Bild: Olaf, du musst mehr Empathie zeigen: Der Kanzler bei der Sommer-Pressekon…
Olaf, du musst mehr Empathie zeigen, müssen seine Berater dem Kanzler vor
dem [1][Auftritt bei der Bundespressekonferenz] am Donnerstag eingeschärft
haben. Schließlich wird es bald, auch wenn das angesichts der
Außentemperaturen kaum zu glauben ist, recht kalt werden in Deutschland.

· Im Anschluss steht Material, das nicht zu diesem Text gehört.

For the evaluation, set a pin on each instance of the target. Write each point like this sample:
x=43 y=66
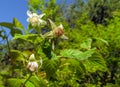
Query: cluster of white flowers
x=32 y=64
x=35 y=19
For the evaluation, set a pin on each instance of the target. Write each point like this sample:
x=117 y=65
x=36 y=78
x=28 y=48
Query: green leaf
x=15 y=82
x=6 y=24
x=94 y=63
x=50 y=66
x=102 y=40
x=37 y=82
x=74 y=53
x=11 y=27
x=86 y=44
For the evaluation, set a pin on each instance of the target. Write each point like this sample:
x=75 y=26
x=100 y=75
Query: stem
x=27 y=79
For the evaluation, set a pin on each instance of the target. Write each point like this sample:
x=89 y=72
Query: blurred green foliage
x=89 y=58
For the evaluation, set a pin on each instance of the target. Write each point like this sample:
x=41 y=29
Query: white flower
x=57 y=31
x=32 y=66
x=32 y=57
x=35 y=19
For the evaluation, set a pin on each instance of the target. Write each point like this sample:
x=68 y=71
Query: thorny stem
x=23 y=85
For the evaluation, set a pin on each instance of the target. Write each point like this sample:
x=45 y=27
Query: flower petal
x=29 y=13
x=52 y=24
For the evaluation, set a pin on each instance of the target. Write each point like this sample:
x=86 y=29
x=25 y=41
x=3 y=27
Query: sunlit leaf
x=86 y=44
x=16 y=55
x=74 y=53
x=33 y=38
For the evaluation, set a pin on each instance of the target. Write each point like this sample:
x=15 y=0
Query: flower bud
x=59 y=31
x=32 y=66
x=35 y=20
x=32 y=57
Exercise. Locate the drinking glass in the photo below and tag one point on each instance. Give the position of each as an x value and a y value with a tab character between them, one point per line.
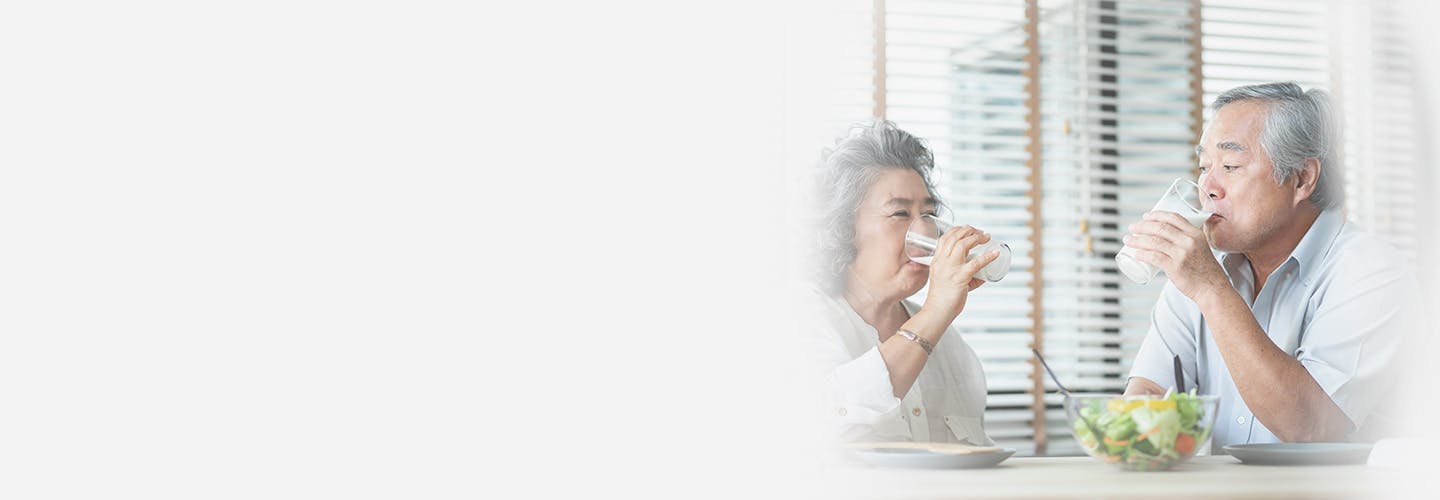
925	234
1181	198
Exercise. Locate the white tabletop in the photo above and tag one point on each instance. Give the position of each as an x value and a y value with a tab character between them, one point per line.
1085	477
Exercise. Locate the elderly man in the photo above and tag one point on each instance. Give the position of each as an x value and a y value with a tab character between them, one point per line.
1292	316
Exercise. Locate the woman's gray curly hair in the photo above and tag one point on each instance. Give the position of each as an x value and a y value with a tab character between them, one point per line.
847	172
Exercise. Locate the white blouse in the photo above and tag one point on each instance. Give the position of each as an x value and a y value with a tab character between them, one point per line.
946	404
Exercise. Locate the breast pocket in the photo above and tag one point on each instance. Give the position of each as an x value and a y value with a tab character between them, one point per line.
966	430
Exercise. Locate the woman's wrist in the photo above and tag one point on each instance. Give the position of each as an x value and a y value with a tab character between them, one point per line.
928	323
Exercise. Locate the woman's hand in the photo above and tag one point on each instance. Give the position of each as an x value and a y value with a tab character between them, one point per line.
951	275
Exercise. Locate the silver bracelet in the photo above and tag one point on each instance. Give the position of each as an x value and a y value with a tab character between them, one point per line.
913	337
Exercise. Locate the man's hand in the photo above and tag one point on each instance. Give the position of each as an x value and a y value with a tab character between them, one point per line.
1170	242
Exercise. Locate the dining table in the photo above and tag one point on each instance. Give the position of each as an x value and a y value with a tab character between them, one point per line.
1207	477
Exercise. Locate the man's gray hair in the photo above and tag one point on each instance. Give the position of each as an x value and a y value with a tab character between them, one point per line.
1299	126
847	172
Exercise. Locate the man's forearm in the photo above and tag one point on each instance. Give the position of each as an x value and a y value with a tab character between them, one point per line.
1275	386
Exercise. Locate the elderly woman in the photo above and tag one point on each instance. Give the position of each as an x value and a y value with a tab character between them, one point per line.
897	371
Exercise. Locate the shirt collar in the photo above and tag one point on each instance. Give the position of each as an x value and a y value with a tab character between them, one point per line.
1314	247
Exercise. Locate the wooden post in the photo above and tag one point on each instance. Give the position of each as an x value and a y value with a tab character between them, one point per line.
1033	162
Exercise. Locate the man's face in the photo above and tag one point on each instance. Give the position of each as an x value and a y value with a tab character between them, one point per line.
1237	180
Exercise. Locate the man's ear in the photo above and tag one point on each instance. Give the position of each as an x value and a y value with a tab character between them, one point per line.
1306	179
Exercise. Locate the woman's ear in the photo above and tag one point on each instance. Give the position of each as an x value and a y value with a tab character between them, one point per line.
1306	179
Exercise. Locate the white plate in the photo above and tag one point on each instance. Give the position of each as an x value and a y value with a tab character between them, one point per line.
925	458
1301	453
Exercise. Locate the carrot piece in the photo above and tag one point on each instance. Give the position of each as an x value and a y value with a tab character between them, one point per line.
1184	444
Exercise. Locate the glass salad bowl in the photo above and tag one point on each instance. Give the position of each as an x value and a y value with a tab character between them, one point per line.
1141	432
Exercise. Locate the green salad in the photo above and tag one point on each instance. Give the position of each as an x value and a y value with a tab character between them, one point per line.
1142	434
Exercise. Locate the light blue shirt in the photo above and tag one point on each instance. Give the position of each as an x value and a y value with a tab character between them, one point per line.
1342	303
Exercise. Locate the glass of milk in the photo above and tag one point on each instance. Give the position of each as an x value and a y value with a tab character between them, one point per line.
1181	198
925	234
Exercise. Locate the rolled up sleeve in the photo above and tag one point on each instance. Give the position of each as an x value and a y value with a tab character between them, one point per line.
863	401
1172	333
1354	343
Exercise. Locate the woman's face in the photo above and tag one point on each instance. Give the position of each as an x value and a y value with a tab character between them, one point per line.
882	219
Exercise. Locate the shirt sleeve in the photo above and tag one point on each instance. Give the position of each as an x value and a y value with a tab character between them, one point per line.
1172	333
856	398
1355	339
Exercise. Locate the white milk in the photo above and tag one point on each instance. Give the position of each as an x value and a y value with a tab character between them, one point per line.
1181	198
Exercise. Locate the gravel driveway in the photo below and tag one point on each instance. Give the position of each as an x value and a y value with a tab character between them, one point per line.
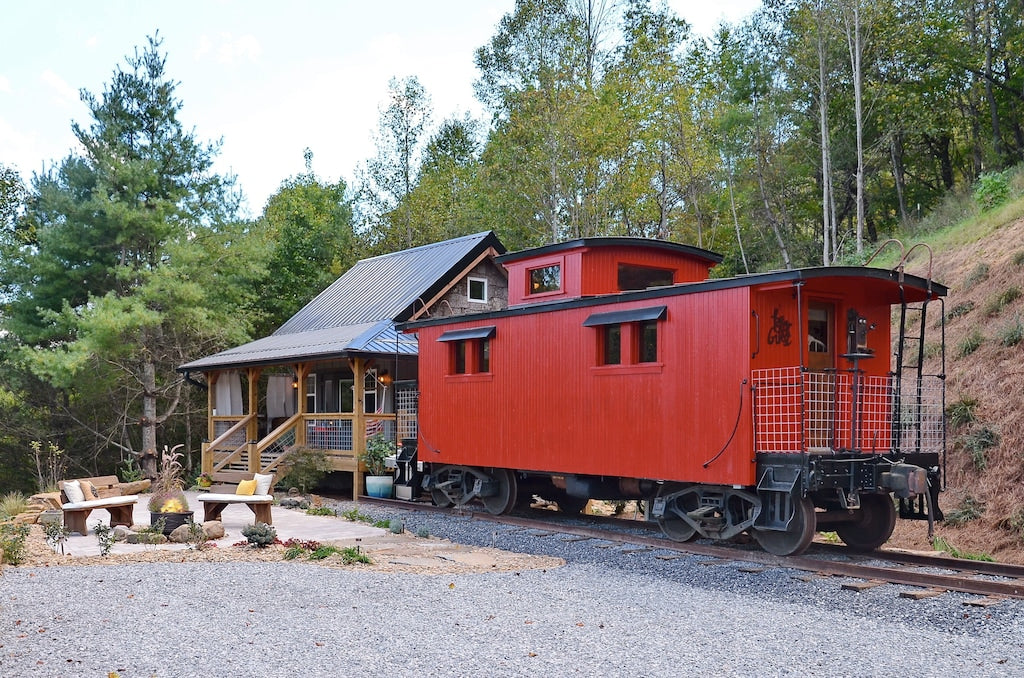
605	612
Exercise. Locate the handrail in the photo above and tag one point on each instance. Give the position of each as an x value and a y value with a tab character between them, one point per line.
220	439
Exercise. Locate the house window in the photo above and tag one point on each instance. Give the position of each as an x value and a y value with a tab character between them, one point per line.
470	352
482	354
477	291
648	342
546	279
632	277
311	392
611	344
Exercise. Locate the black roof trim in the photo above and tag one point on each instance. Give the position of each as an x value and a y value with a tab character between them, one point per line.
472	333
795	277
613	241
631	315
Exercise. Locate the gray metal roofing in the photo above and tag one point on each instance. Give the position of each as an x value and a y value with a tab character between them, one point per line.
386	287
356	312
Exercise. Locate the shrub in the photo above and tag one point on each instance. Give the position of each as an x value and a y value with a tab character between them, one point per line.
970	343
978	274
1013	333
260	535
1001	300
11	504
991	189
962	412
963	308
940	544
104	537
306	467
970	510
12	540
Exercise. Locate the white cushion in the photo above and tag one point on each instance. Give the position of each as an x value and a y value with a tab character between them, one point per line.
263	481
236	499
100	503
73	490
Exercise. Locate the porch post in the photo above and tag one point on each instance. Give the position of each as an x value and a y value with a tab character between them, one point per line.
301	372
252	429
358	423
206	458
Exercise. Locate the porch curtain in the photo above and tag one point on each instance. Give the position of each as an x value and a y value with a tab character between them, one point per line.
280	396
228	395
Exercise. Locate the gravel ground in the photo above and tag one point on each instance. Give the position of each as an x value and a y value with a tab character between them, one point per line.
605	612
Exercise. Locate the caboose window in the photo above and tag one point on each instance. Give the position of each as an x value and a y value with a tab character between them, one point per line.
459	351
483	355
546	279
648	341
611	344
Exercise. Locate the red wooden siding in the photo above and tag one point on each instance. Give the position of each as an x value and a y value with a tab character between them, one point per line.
547	406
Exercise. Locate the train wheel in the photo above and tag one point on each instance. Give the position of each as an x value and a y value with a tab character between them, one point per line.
672	523
797	538
878	518
504	500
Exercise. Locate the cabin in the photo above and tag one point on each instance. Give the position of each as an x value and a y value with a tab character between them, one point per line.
338	372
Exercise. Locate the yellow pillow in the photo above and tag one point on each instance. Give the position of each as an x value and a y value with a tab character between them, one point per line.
246	488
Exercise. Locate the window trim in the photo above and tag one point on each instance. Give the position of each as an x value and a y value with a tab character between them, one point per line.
485	332
630	315
469	290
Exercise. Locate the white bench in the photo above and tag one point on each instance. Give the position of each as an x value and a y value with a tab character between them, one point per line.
214	503
109	497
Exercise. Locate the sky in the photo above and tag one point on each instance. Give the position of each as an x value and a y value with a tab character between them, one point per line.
268	79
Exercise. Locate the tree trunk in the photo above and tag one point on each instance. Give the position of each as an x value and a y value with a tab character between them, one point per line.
147	461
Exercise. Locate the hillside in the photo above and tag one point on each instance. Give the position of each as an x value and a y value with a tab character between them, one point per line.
984	499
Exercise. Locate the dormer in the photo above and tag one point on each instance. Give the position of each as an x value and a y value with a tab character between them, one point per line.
601	265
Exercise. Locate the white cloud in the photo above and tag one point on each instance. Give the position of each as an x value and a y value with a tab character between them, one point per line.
65	93
228	49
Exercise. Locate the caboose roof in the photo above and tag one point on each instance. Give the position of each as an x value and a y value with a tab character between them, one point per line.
612	241
914	289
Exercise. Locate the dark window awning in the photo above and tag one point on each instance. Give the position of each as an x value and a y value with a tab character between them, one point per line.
472	333
631	315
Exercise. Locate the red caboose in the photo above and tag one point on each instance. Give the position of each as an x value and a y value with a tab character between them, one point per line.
764	403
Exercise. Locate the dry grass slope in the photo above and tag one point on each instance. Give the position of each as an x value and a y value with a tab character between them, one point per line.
985	386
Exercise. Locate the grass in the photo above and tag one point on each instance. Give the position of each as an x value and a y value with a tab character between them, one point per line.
978	274
978	442
962	412
940	544
1013	333
11	504
970	343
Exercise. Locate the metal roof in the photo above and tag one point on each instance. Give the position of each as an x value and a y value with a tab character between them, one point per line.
389	286
356	312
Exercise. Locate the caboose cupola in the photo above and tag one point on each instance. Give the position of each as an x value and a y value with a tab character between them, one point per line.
589	266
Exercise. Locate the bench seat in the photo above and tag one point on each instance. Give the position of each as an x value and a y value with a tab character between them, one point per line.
215	503
119	506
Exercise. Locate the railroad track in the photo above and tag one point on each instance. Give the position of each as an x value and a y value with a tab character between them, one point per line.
991	580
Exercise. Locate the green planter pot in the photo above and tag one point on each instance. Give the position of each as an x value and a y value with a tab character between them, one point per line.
379	485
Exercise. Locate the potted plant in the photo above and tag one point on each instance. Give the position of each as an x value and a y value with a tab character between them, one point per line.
379	481
169	502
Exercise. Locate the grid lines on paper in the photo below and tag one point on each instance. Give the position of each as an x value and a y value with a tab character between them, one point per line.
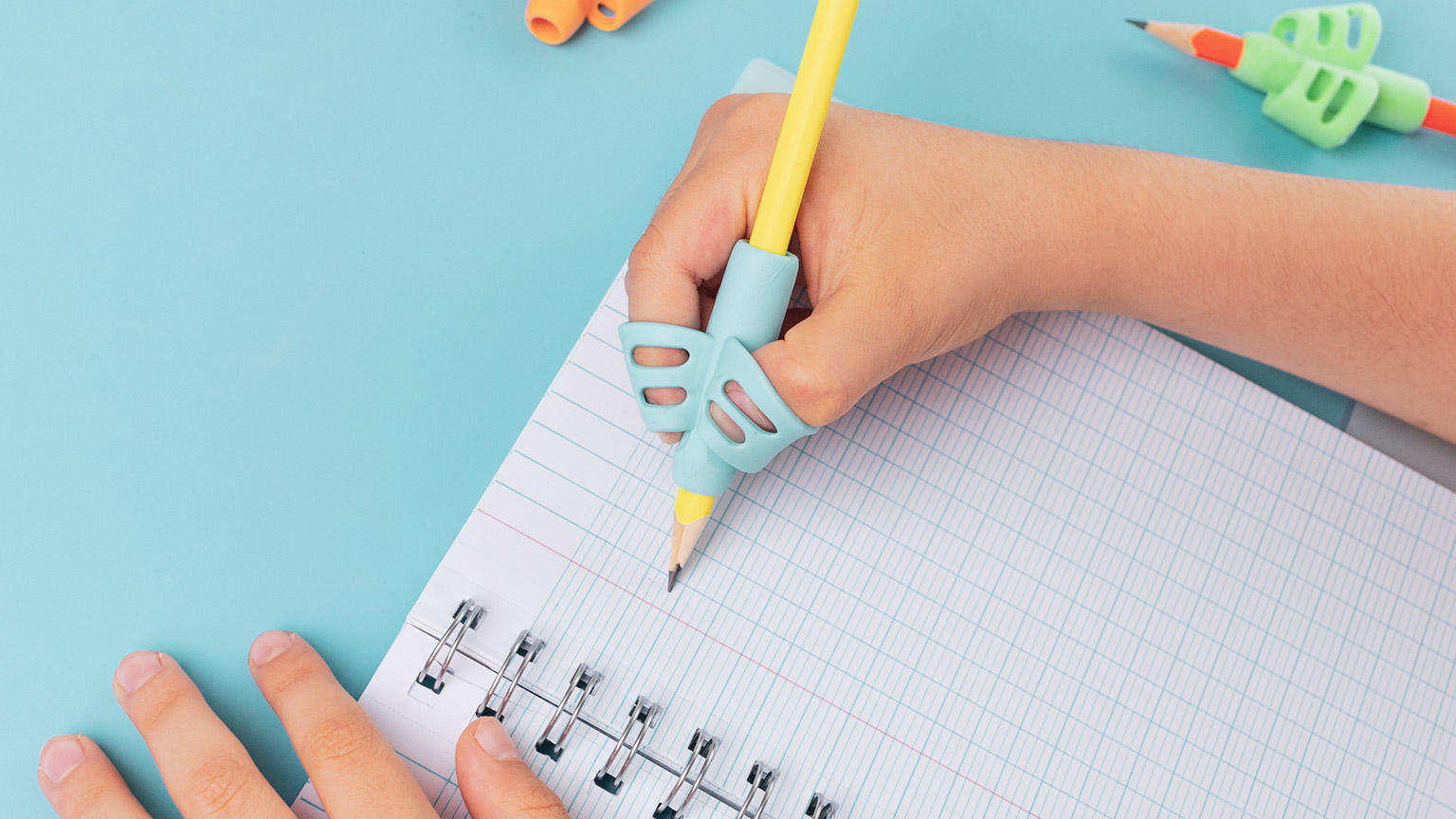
1072	569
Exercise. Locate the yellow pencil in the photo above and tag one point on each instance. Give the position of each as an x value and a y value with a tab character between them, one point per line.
777	209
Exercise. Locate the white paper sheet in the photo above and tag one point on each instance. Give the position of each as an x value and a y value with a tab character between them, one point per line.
1070	570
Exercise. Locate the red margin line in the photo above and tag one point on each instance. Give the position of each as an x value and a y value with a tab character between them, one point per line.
774	672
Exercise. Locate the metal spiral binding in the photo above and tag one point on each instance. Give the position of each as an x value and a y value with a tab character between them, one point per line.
583	683
524	651
629	742
467	615
760	778
820	808
643	716
701	751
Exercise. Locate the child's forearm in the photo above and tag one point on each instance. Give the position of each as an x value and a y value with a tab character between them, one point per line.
1344	283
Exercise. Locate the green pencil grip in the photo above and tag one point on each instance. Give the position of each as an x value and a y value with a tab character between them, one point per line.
1315	69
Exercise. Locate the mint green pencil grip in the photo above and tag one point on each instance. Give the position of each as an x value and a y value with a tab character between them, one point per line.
747	314
1322	86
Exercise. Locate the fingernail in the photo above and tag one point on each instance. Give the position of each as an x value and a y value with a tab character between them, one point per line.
136	667
268	646
60	756
491	737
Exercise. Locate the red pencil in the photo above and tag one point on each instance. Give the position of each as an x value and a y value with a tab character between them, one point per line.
1228	48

Und teuer – zumindest für diejenigen, die nicht zufällig 200.000 Euro in
bar für exorbitant steigende Energiekosten zu Hause rumliegen haben, wie
SPD-Genosse Johannes Kahrs. Oder über ein sattes Ruhegehalt und beste
Drähte nach Moskau verfügen, wie Noch-Genosse Gerhard Schröder. Für alle
Normalbürger:innen ohne Extrapolster hatte Olaf Scholz jedenfalls eine
tröstliche Botschaft parat: „You’ll never walk alone!“
Ich weiß nicht, wie es Ihnen ging, aber mir hat diese in hanseatischem
Pathos vorgetragene Fußballweisheit (Scholz hat sich bei der
[2][Stadionhymne des FC Liverpool] bedient, das Original ist eine
Broadway-Schmonzette aus den 1950ern) den Blutdruck in die Höhe getrieben.
Was, bitte soll das heißen: Du wirst niemals alleine gehen? Der Weg, lieber
Olaf (ich duze jetzt einfach mal zurück), den Du, Deine Partei und Deine
langjährige „große“ Koalitionspartnerin vor längerer Zeit eingeschlagen
habt, der uns in die energiepolitische Abhängigkeit von einem
expansionsgierigen Autokraten geführt hat, auf dem willst du mich jetzt
freundlich begleiten? Das hat, mit Verlaub, etwas von „Der Pate“: Du machst
mir ein Angebot, das ich nicht ablehnen kann – denn ich hänge ja mit drin:
Als Steuerzahlerin, Mieterin und Mutter werde ich sie brauchen, Deine
Entlastungspakete.
Was aber nicht heißt, dass ich nicht wütend bin. Wütend auf den
FDP-Finanzminister, [3][der heldenhaft die „kalte Progression“ bekämpft],
als ob das den vielen etwas helfen würde, die gar nicht erst eine
Gehaltserhöhung bekommen, die von der Inflation gefressen wird.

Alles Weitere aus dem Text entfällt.